The terms of a sharecropping agreement vary. The farmer may keep one third to one half the crop, and is usually expected to supply equipment and seeds. Landlords may lease or sell supplies, sometimes at high cost and on credit, and in some cases a sharecropper ends the year in the red because he or she is not able to repay the credit. In lean years, the ability to keep part of the crop prevents the sharecropper from starving, but the sale of the crop may not generate enough income for the farmer to save money or cover household expenses.

A farmer may keep one third to one half the crop during a sharecropping agreement.
A farmer may keep one third to one half the crop during a sharecropping agreement.

In the United States, sharecropping was widely used from the close of the Civil War through the 1930s. Sharecropping became notorious during the Depression, when artists and writers documented the practice extensively. Sharecroppers in the United States could be trapped on their land through abusive credit agreements, often lacked access to an education, and were rarely able to save enough to buy land of their own.

From the point of view of landowners, sharecropping can be beneficial because it provides landlords with a steady source of crops for sale from tenants who take care of the land on their own. The landowner does not need to pay staff or maintain supplies for working the land, which cuts down on overhead costs. For tenants, sharecropping can be an beneficial arrangement which also rewards them for hard work, as a larger crop means more returns. The equity of the arrangement depends very much on the terms of the contract, the skills of the farmer, and the laws which provide protections to sharecroppers.
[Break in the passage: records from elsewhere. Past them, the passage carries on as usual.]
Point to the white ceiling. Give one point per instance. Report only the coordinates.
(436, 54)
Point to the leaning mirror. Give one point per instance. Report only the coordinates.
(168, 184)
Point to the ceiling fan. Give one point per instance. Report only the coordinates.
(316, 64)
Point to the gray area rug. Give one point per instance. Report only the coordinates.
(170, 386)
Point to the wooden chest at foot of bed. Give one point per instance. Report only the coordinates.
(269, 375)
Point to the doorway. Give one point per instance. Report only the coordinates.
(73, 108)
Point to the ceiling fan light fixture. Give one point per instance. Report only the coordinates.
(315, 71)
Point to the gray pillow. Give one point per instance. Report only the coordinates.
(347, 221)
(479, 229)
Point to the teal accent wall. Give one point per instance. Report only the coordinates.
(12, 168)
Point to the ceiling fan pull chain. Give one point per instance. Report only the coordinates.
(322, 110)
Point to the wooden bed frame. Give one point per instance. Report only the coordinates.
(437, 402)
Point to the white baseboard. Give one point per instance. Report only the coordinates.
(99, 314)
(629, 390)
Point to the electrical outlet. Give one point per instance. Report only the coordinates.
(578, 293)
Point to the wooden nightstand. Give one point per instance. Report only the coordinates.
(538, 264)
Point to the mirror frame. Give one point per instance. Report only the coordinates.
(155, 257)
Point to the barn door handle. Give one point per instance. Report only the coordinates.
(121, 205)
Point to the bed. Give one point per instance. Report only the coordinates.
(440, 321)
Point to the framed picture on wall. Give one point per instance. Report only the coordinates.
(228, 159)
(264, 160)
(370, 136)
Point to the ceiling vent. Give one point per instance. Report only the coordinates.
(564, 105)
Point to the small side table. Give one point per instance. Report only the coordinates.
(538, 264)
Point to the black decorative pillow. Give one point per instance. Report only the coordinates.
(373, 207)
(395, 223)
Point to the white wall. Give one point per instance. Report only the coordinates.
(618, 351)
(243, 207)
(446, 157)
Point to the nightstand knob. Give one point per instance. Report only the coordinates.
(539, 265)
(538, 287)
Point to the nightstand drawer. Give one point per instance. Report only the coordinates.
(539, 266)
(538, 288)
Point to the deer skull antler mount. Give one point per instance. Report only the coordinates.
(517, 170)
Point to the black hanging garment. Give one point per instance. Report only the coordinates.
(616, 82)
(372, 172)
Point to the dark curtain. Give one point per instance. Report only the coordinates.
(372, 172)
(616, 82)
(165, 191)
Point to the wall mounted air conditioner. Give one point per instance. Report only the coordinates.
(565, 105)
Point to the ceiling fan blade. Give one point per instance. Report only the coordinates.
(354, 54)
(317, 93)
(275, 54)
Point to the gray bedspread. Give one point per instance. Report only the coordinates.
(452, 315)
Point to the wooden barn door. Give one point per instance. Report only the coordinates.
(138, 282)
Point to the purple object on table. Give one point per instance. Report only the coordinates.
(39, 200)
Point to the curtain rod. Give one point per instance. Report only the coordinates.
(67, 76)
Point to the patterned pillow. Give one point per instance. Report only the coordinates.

Sharefarming more generally can also include contracts for things like sharemilking, in which a farmer raises dairy cows on leased land and the landlord accepts dairy products in payment. Some critics argue that such arrangements have a tendency to concentrate land ownership in the hands of a few, while farmers who enrich lands belonging to other people receive few benefits.

Mary McMahon
Mary McMahon

Ever since she began contributing to the site several years ago, Mary has embraced the exciting challenge of being a wiseGEEK researcher and writer. Mary has a liberal arts degree from Goddard College and spends her free time reading, cooking, and exploring the great outdoors.

You might also Like

Readers Also Love

Discussion Comments


Modern sharecropping shouldn't be colored with such vitriolic language. It's simply a business arrangement between landowners and farmers -- many of whom own their own land as well -- to make use of land that often can't be farmed by the landowner. It's simply a business contract, not indentured servitude.


What were the housing and education conditions like for the sharecroppers?


If slavery is illegal, how is sharecropping legal? It sounds much the same as slavery to me.

I can’t think of any other industry in which the manager or owner would keep half of the profit that someone else worked for. It sounds harsh that they have to rent supplies and seeds, when they are farming to benefit the farmer, anyway.

If someone put all the effort they could into making a good crop, and then the weather or insect infestation damaged everything, then they shouldn’t wind up in debt. It’s no fault of their own, and the landlord should understand that. Sharecropping sounds like a good way to make a scapegoat out of hard working people.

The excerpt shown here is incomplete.